Thrashing the Q-word


WHEN George Bush launched his heavy ammo against the buzzword "quotas" in the civil rights bill, clearly he struck the rawest political nerve since the Willie Horton ads of 1988.

Each time Bush angrily lambasted the Q-word in a speech, he dredged up Americans' hidden fears about race and reverse discrimination.

Republican media gurus are already dreaming up 30-second ads they'll feature in the 1992 Bush/Quayle campaign.

But Bush is discovering that politicians who play with race are as dangerous as Third World crackpots toying with nuclear bombs. You never know when the device will blow up your friends.

Bush's jiving around with quota dynamite has smashed cracks in the smooth facade of Washington's most admired institution, the Federal Bureau of Investigation.

Now, thanks partly to Bush's quota demagoguery, white FBI agents' discontent with the hiring and promotions of blacks, women and Hispanic agents has exploded into a public furor.

And while quotas may be Bush's political winner, he's detonated a hand grenade under his FBI director, a cool-mannered ex-federal judge, William Sessions.

When Sessions took over the FBI 3 1/2 years ago, the agency was like the Washington Monument -- huge, venerated and almost all-white. It wasn't always practical to work undercover when every FBI agent was a short-haired white guy in wingtips.

Sessions aggressively sought minorities to wipe out a legacy of discrimination from Hoover's era. It worked, sort of -- 90 percent of the FBI's 10,000 agents are white males, 480 are black, 560 Hispanic and more than 1,000 women.

Then on May 30, Bush made a quota-bashing speech to the class of of FBI special agents at the FBI National Academy in Quantico, Va. He blasted the civil-rights crowd in Congress for spreading racial wildfire.

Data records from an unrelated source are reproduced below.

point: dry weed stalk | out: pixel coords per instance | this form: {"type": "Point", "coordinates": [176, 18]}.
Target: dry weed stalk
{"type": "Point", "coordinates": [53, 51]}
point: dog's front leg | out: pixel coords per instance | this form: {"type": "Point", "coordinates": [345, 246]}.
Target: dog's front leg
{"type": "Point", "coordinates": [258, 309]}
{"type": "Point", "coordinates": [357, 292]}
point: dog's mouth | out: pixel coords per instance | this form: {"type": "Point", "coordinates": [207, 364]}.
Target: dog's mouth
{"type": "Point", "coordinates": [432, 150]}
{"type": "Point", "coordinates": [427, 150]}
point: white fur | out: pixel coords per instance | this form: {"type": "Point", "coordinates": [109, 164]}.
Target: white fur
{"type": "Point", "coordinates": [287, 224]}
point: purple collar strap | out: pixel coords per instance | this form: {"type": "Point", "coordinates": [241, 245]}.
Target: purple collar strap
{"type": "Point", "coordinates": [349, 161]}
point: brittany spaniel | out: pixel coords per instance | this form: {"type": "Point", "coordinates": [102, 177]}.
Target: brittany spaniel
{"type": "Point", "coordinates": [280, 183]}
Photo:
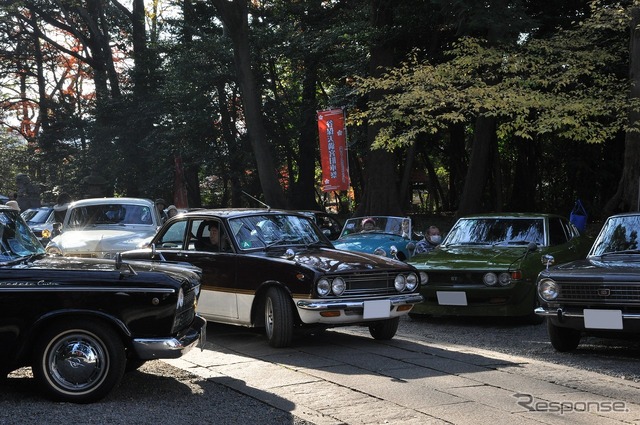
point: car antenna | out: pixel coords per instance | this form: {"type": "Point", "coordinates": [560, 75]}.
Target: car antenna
{"type": "Point", "coordinates": [257, 200]}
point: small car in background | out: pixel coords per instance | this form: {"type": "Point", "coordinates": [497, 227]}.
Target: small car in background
{"type": "Point", "coordinates": [386, 236]}
{"type": "Point", "coordinates": [102, 227]}
{"type": "Point", "coordinates": [330, 225]}
{"type": "Point", "coordinates": [598, 295]}
{"type": "Point", "coordinates": [276, 270]}
{"type": "Point", "coordinates": [81, 323]}
{"type": "Point", "coordinates": [40, 220]}
{"type": "Point", "coordinates": [487, 264]}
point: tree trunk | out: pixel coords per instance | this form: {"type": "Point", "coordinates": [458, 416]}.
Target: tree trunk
{"type": "Point", "coordinates": [626, 197]}
{"type": "Point", "coordinates": [479, 167]}
{"type": "Point", "coordinates": [380, 196]}
{"type": "Point", "coordinates": [234, 15]}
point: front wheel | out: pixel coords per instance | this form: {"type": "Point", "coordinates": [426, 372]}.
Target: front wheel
{"type": "Point", "coordinates": [384, 329]}
{"type": "Point", "coordinates": [278, 318]}
{"type": "Point", "coordinates": [563, 339]}
{"type": "Point", "coordinates": [79, 363]}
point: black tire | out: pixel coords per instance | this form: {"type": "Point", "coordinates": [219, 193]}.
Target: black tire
{"type": "Point", "coordinates": [384, 329]}
{"type": "Point", "coordinates": [278, 318]}
{"type": "Point", "coordinates": [69, 344]}
{"type": "Point", "coordinates": [563, 339]}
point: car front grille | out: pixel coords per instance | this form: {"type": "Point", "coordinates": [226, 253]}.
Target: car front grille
{"type": "Point", "coordinates": [370, 284]}
{"type": "Point", "coordinates": [602, 293]}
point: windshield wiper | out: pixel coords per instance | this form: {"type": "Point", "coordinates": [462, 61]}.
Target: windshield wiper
{"type": "Point", "coordinates": [626, 251]}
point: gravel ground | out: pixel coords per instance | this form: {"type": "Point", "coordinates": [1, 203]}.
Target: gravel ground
{"type": "Point", "coordinates": [618, 358]}
{"type": "Point", "coordinates": [159, 393]}
{"type": "Point", "coordinates": [155, 394]}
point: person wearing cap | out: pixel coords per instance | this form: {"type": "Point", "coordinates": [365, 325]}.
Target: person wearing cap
{"type": "Point", "coordinates": [368, 224]}
{"type": "Point", "coordinates": [160, 205]}
{"type": "Point", "coordinates": [14, 205]}
{"type": "Point", "coordinates": [172, 211]}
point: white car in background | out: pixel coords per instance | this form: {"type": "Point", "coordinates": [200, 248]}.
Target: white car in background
{"type": "Point", "coordinates": [102, 227]}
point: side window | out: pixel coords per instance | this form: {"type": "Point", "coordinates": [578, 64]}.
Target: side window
{"type": "Point", "coordinates": [173, 238]}
{"type": "Point", "coordinates": [557, 233]}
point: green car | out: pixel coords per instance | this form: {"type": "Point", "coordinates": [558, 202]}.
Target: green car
{"type": "Point", "coordinates": [488, 264]}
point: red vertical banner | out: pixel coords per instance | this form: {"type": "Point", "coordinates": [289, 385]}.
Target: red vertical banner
{"type": "Point", "coordinates": [179, 187]}
{"type": "Point", "coordinates": [333, 150]}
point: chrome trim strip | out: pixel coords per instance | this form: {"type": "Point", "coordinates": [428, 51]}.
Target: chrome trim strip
{"type": "Point", "coordinates": [170, 347]}
{"type": "Point", "coordinates": [357, 303]}
{"type": "Point", "coordinates": [541, 311]}
{"type": "Point", "coordinates": [58, 288]}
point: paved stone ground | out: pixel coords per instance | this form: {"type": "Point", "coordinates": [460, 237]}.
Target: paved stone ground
{"type": "Point", "coordinates": [345, 376]}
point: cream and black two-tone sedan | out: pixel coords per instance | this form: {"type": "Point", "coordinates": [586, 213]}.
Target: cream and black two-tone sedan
{"type": "Point", "coordinates": [277, 270]}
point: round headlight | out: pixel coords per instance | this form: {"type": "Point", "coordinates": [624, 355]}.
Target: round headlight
{"type": "Point", "coordinates": [504, 279]}
{"type": "Point", "coordinates": [338, 286]}
{"type": "Point", "coordinates": [412, 281]}
{"type": "Point", "coordinates": [548, 289]}
{"type": "Point", "coordinates": [381, 252]}
{"type": "Point", "coordinates": [490, 279]}
{"type": "Point", "coordinates": [400, 283]}
{"type": "Point", "coordinates": [323, 287]}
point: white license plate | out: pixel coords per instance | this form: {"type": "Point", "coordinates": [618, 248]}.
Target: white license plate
{"type": "Point", "coordinates": [451, 297]}
{"type": "Point", "coordinates": [602, 319]}
{"type": "Point", "coordinates": [378, 309]}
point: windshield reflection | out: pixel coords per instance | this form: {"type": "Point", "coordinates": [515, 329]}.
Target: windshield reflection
{"type": "Point", "coordinates": [496, 231]}
{"type": "Point", "coordinates": [16, 239]}
{"type": "Point", "coordinates": [617, 234]}
{"type": "Point", "coordinates": [263, 231]}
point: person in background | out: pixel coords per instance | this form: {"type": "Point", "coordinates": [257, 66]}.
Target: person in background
{"type": "Point", "coordinates": [160, 206]}
{"type": "Point", "coordinates": [61, 206]}
{"type": "Point", "coordinates": [368, 224]}
{"type": "Point", "coordinates": [172, 211]}
{"type": "Point", "coordinates": [13, 204]}
{"type": "Point", "coordinates": [431, 240]}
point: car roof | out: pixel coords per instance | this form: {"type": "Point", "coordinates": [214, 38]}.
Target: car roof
{"type": "Point", "coordinates": [512, 215]}
{"type": "Point", "coordinates": [236, 212]}
{"type": "Point", "coordinates": [102, 201]}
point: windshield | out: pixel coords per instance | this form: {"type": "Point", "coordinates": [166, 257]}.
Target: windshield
{"type": "Point", "coordinates": [260, 231]}
{"type": "Point", "coordinates": [496, 231]}
{"type": "Point", "coordinates": [16, 239]}
{"type": "Point", "coordinates": [95, 215]}
{"type": "Point", "coordinates": [36, 215]}
{"type": "Point", "coordinates": [399, 226]}
{"type": "Point", "coordinates": [617, 234]}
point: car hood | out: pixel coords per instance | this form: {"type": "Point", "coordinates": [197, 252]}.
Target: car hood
{"type": "Point", "coordinates": [50, 264]}
{"type": "Point", "coordinates": [371, 241]}
{"type": "Point", "coordinates": [333, 260]}
{"type": "Point", "coordinates": [473, 258]}
{"type": "Point", "coordinates": [101, 240]}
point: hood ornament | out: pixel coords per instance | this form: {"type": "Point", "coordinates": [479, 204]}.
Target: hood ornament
{"type": "Point", "coordinates": [289, 254]}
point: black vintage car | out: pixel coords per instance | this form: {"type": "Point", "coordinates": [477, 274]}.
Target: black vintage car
{"type": "Point", "coordinates": [599, 295]}
{"type": "Point", "coordinates": [277, 270]}
{"type": "Point", "coordinates": [80, 323]}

"They want to pass a bill that would lead employers to adopt racial quotas and hiring practices," harangued Bush. "Well, frankly this is hardly the road to racial harmony. It's the road to lawsuits and discord."

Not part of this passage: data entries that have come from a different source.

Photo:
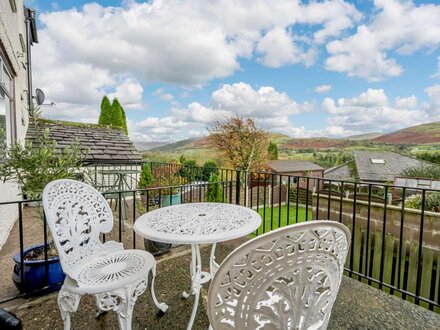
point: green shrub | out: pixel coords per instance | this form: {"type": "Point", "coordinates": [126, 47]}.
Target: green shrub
{"type": "Point", "coordinates": [215, 189]}
{"type": "Point", "coordinates": [414, 202]}
{"type": "Point", "coordinates": [146, 178]}
{"type": "Point", "coordinates": [33, 168]}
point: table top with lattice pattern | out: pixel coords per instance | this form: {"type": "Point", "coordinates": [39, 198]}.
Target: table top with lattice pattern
{"type": "Point", "coordinates": [197, 223]}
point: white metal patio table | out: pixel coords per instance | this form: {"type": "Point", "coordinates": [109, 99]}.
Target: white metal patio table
{"type": "Point", "coordinates": [195, 224]}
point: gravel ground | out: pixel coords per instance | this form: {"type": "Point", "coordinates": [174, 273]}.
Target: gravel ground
{"type": "Point", "coordinates": [358, 306]}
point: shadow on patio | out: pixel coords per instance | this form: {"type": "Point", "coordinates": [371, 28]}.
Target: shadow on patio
{"type": "Point", "coordinates": [358, 305]}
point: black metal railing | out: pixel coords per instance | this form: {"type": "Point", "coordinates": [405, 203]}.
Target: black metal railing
{"type": "Point", "coordinates": [395, 236]}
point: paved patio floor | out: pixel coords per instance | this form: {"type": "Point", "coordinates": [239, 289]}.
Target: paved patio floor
{"type": "Point", "coordinates": [358, 306]}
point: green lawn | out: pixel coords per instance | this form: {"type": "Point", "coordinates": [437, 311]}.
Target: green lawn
{"type": "Point", "coordinates": [280, 217]}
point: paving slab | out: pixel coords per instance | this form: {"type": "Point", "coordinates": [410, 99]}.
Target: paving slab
{"type": "Point", "coordinates": [358, 305]}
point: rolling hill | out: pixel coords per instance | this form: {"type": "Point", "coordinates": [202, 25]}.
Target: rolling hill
{"type": "Point", "coordinates": [367, 136]}
{"type": "Point", "coordinates": [420, 134]}
{"type": "Point", "coordinates": [417, 135]}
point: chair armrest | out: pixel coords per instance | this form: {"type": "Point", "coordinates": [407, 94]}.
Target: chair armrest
{"type": "Point", "coordinates": [113, 246]}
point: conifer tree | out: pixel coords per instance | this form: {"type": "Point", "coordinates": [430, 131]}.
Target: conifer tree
{"type": "Point", "coordinates": [124, 118]}
{"type": "Point", "coordinates": [272, 151]}
{"type": "Point", "coordinates": [118, 114]}
{"type": "Point", "coordinates": [106, 112]}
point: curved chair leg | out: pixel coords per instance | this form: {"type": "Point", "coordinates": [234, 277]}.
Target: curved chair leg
{"type": "Point", "coordinates": [162, 306]}
{"type": "Point", "coordinates": [121, 301]}
{"type": "Point", "coordinates": [67, 303]}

Bush's anti-quota fusillade hit a bull's-eye with white FBI agents who were privately seething at Sessions' "rainbow" hiring practices.

The local newsletter of the FBI Agents Association wrote, "President Bush and his administration may be the most important opponents of the bureau's hiring preferences and 'goals.'"

L Translation: Racial resentment has a pal in the Oval Office.

Here's the irony of the Pandora's Box that Bush has opened -- the quotas and "race-norming" he rages against for private employees are accepted practice in the FBI and perhaps other federal outposts.

Thus, blacks, other minorities and women pass the FBI hiring tests when they score 31.4 out of a possible 45; white male recruits must score at least 34 points. Sessions is proud of the FBI's "diversity." But one agent says flatly, "It's a quota system that runs counter to everything Bush has been saying."

In truth, FBI agents of both races aren't so much irked by the hiring gimmicks as by the "old boy network" that promotes favorites. A survey of 3,000 FBI agents found 69 percent didn't think "the bureau promotes the best people."

Agents call it "The Hook" -- a superior hooking a buddy up the career ladder. "The hook is alive and well at the FBI," groused one agent. That's the real source of white FBI agents' revolt -- fear that Sessions will build in promotions of blacks and women.

Sessions -- everybody calls him "The Judge" -- is in a tight jam: Caught between a white agents' rebellion and a potential class-action suit by black agents if he doesn't shake up the promotion system.

And his boss in the White House has helped stir the FBI's white-black dilemma into a public storm.

But in a way, the FBI's racial quandary is a paradigm of the quota argument. Sure, in the best of possible worlds, agents would be hired and promoted on color-blind merit alone. But in the real world, is it worthwhile to give some women, blacks and Hispanics a boost so that the FBI will be as diverse as the American public it represents?

That's a complex question you won't hear discussed in any 30-second TV blunderbuss.

Sandy Grady is a columnist for the Philadelphia Daily News.